As I scanned the road; having driven for a little more than an hour though it felt like three, I realised that the road was littered with many like the one I was looking for. My stomach shrunk and my hopes receded. This was the second day and the second time the phones were off just when I needed the directions the most. Lingering in my mind above this though, was the second question the woman on the other side of the phone had asked me after she requested for my second name, You are from the West?

I had recoiled and hesitated in confusion for I had thought that the things of our earth were so much lower than the things of heaven, that there were not supposed to be tribalist sentiments in the enlightened and more so, not in this delicate post election season of divisive politics and taut tensions. But then again, maybe it was the time for them to finally show up clearly in the church. When I finally found it, abandoned in the parking lot of an empty building, I wondered grimly whether this was the place where I would find my redemption or whether this was how far my sorrows would lead me.

The first time I had heard of ghosts, I must have been less than six years old. I always circle my childhood memories to around five years or after eight years. I can’t remember all the years in between but I remember some days. Like the day I heard about about the invisible hand, like when I had snippets about an aunt who had died and guzzled them down and created a story, a connection and dreams that would haunt me into my youth.
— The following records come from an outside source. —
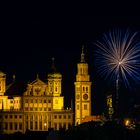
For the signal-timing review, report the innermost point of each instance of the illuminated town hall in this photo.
(40, 105)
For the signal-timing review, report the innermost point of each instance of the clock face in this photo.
(85, 96)
(78, 96)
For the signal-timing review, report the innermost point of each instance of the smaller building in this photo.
(110, 109)
(34, 106)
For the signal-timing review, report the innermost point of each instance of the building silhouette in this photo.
(39, 105)
(36, 106)
(82, 91)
There were also days like when I attended my great grandfather’s burial and I slept off and woke up alone in a room near the burial site, a five or six year old looking for where everyone had gone; and I saw a crowd of people in the distance throwing soil and trying not to get pushed into a deep pit. There was a song they were singing and though I remember it to this day, I had banned it for years, from playing in my head.

This time though, I had not just watched. I found myself spinning with dreams and anxieties and nothing but punctured gut instincts to guide me on my next steps forward.
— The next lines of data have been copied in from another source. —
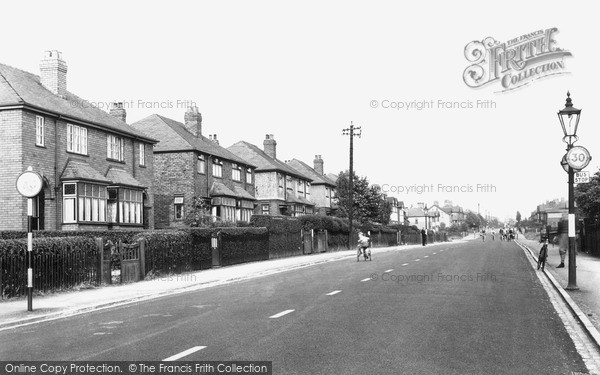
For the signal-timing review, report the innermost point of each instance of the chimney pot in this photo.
(53, 72)
(318, 165)
(117, 111)
(193, 121)
(270, 146)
This time, three quarters of my support system had disappeared into a land that had been often mocked without restraint in Primary school, with the phrase, We shall not wait for Karamoja to develop. The rejection towards Karamoja was that its tall, dark skinned cattle rustler nomads still did not wear clothes to that day. They still adorned themselves in only beads in the typical backward African way that we modern Africans had overcome. Yet they, had kept most of their old ways, bad and good; still scarring and marking their foreheads with pock mark designs probably made by some hot iron instrument. They cut their hair, in tribal fashion and the women formed their ear lobes into large holes and placed rings inside them like tyres.
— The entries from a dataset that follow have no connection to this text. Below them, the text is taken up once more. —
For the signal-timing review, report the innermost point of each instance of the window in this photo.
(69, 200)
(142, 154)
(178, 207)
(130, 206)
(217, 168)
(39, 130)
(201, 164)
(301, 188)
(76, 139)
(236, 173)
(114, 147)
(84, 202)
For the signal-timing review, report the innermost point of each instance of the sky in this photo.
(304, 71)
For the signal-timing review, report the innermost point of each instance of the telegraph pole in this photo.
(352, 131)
Before he left, my systems were already in shambles and particularly my mental alarm had been sending reflexes and setting off false signals in the middle of the night only to miss the most important signal that should have been picked. The day at the hospital and the night at the hospital, watching baby struggle to breathe, had sucked a lot out of me. I had done, as I usually did under enormous stress, done everything with a much more emphasis than usual on what normal would look like to a curious eye or a bored stranger. I had come straight from the nebulizers and IVs into the Judge’s chambers. I was there to support a man who had heavily relied on and entrusted me to fight for his cause. I did not know, that he already had more backup than I knew about. And because of this, I had been caught up in the middle of a battle that was being fought in a different realm. There is something about the law, an unwritten rule, the less you know [sometimes], the better.

I have been shaking uncontrollably for days. I have felt my heart rushing, swinging, pouring. My son comes to join me in the chairs at night. He thinks that is where we sleep now. I never forget to check the list of every normal thing that normal unaltered unshaken people do. I check on others. I laugh. I smile. I talk a lot. Even though I have experienced something that I can not forget.